Percy takes a shower only once or twice a week, which nearly drives me crazy. But since he's my age, I can't really do anything about it other than tell him he smells like rancid chicken soup and show him photos of awful skin diseases to scare him. I'm sure he'll get an infection from that cut on his chin that Stretch just duct-taped together.
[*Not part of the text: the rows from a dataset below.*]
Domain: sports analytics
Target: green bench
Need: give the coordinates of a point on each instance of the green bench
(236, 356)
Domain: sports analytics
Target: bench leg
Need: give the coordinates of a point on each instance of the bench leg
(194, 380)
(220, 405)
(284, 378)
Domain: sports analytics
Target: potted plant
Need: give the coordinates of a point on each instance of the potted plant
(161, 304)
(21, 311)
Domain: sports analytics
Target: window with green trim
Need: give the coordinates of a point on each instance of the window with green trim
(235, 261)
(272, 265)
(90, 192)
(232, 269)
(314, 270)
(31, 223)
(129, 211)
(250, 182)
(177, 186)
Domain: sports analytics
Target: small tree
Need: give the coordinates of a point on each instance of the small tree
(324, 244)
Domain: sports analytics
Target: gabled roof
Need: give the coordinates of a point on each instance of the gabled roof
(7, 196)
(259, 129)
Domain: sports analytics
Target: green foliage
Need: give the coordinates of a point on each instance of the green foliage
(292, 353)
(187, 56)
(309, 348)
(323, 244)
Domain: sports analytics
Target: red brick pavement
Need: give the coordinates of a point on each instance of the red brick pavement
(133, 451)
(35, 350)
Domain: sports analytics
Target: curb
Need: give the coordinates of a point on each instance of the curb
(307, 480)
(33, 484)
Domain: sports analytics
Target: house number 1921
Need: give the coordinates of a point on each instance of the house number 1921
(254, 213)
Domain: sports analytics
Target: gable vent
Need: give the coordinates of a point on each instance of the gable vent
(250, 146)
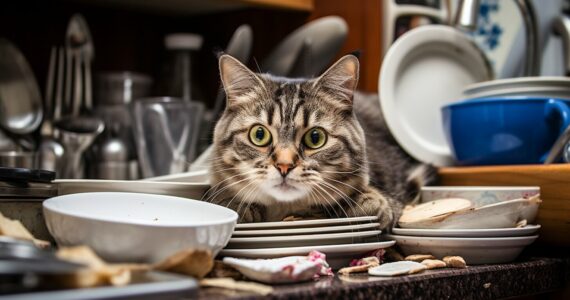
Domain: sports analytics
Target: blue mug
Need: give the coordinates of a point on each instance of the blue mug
(504, 130)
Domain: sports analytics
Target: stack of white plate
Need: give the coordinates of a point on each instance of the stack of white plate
(476, 246)
(340, 239)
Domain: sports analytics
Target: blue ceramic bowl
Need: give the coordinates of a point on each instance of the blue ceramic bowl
(506, 130)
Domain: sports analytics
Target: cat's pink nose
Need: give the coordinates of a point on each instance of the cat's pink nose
(284, 169)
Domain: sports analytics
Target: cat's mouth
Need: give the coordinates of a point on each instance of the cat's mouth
(285, 187)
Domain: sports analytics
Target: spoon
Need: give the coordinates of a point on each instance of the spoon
(77, 134)
(20, 100)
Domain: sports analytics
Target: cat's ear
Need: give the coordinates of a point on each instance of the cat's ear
(237, 80)
(340, 79)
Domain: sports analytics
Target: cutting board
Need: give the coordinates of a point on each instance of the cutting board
(554, 182)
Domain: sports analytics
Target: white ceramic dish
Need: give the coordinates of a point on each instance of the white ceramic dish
(545, 86)
(306, 223)
(178, 189)
(308, 230)
(134, 227)
(426, 68)
(338, 256)
(479, 195)
(302, 240)
(504, 214)
(475, 251)
(495, 232)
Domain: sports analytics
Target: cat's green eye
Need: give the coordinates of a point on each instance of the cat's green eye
(259, 136)
(315, 138)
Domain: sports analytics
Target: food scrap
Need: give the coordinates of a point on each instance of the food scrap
(361, 266)
(455, 262)
(419, 257)
(284, 269)
(230, 283)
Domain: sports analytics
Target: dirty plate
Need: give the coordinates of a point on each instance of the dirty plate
(307, 223)
(302, 240)
(308, 230)
(425, 69)
(496, 232)
(475, 251)
(338, 256)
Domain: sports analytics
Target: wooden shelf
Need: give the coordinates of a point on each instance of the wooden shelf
(554, 182)
(202, 6)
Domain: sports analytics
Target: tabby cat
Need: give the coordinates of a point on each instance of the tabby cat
(307, 147)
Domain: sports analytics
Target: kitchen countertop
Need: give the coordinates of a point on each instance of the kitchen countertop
(525, 277)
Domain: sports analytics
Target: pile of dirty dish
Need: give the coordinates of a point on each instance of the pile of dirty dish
(484, 225)
(340, 239)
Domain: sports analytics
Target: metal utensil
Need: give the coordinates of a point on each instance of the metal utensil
(76, 135)
(50, 151)
(20, 100)
(78, 41)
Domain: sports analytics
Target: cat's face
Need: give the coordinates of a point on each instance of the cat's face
(287, 140)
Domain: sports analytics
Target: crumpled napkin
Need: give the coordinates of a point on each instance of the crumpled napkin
(282, 270)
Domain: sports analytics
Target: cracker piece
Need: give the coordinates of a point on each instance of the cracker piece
(419, 257)
(229, 283)
(455, 262)
(434, 263)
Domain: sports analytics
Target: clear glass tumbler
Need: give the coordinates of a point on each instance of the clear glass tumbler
(166, 133)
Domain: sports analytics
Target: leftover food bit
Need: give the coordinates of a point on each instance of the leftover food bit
(363, 265)
(284, 269)
(193, 262)
(96, 272)
(221, 270)
(15, 229)
(397, 268)
(230, 283)
(455, 262)
(521, 223)
(434, 264)
(419, 257)
(434, 208)
(292, 218)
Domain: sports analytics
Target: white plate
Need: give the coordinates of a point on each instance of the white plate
(136, 227)
(306, 223)
(475, 251)
(338, 256)
(496, 232)
(309, 230)
(302, 240)
(426, 68)
(545, 86)
(178, 189)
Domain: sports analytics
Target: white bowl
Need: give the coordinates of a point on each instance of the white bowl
(475, 251)
(479, 195)
(503, 214)
(135, 227)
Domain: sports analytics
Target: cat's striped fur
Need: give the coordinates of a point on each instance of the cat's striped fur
(286, 177)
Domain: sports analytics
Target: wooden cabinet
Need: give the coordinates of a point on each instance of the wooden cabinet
(554, 182)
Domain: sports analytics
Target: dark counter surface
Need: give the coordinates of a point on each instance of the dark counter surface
(525, 277)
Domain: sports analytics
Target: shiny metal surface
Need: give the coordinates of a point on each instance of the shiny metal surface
(20, 100)
(76, 134)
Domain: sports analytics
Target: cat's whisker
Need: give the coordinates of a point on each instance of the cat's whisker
(225, 188)
(347, 198)
(333, 199)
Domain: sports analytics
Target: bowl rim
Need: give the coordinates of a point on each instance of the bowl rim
(226, 220)
(465, 102)
(478, 188)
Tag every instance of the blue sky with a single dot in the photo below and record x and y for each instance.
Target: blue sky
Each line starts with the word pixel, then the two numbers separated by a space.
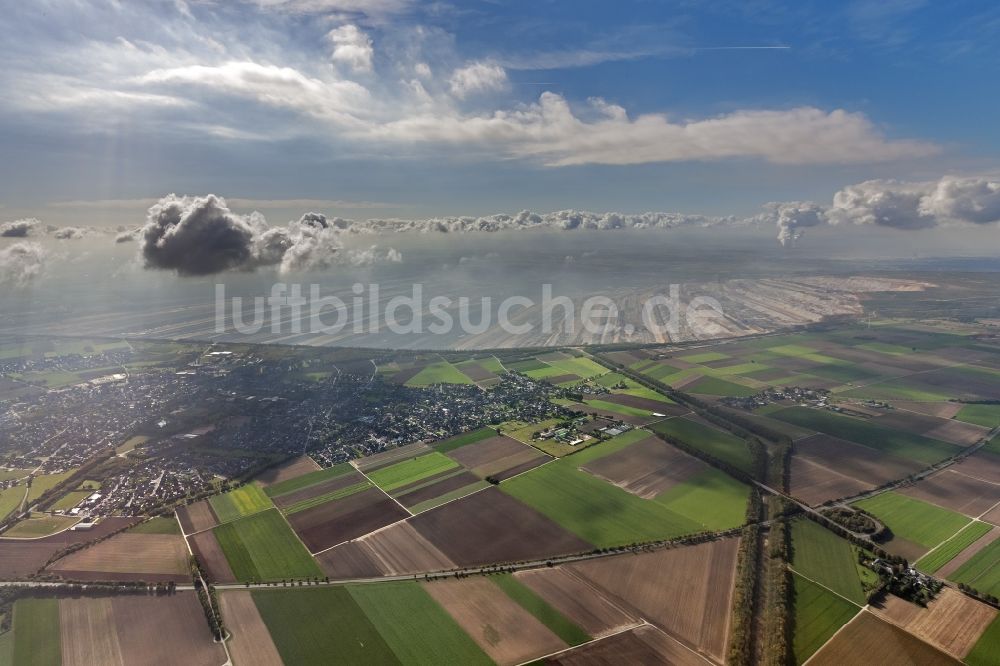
pixel 409 109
One good thing about being here and being perpetually B-O-R-E-D is that I have plenty of time to reflect and pray. I've been praying for a long time for the gift of tongues or the gift of healing like Dad has, but so far, it's not happening. I don't know why the Lord won't give me a sign that I'm in His grace! It's very frustrating. I love Jesus so much, and I try to be grateful for the gifts He's given me, one of which is a very good memory. I remember everything and can tell you exactly how Mom ruined our family. A couple of days before we kids were sent here, I overheard Mom and Dad fighting.

Mom:
Allen, cut the bull! (Can you imagine saying that to a minister?!) You may fool the parishioners, but I'm not buying the Holy-Rolling act anymore. I'm through!

Dad:
Danielle, without me you cannot survive financially or spiritually. You are an empty woman.

Mom:
Who do you think you're talking to? I'm taking the kids, and I'm getting out of this crazy life.

Dad:
Neither the children, nor you are going anywhere.

Mom:
What's that supposed to mean?

Dad:
No court will give the children to an unstable criminal like yourself. If you want your children, you'll stay right where you are and take your proper place in the front pew and at my side when I need you. You're the one on trial. Remember? You need me.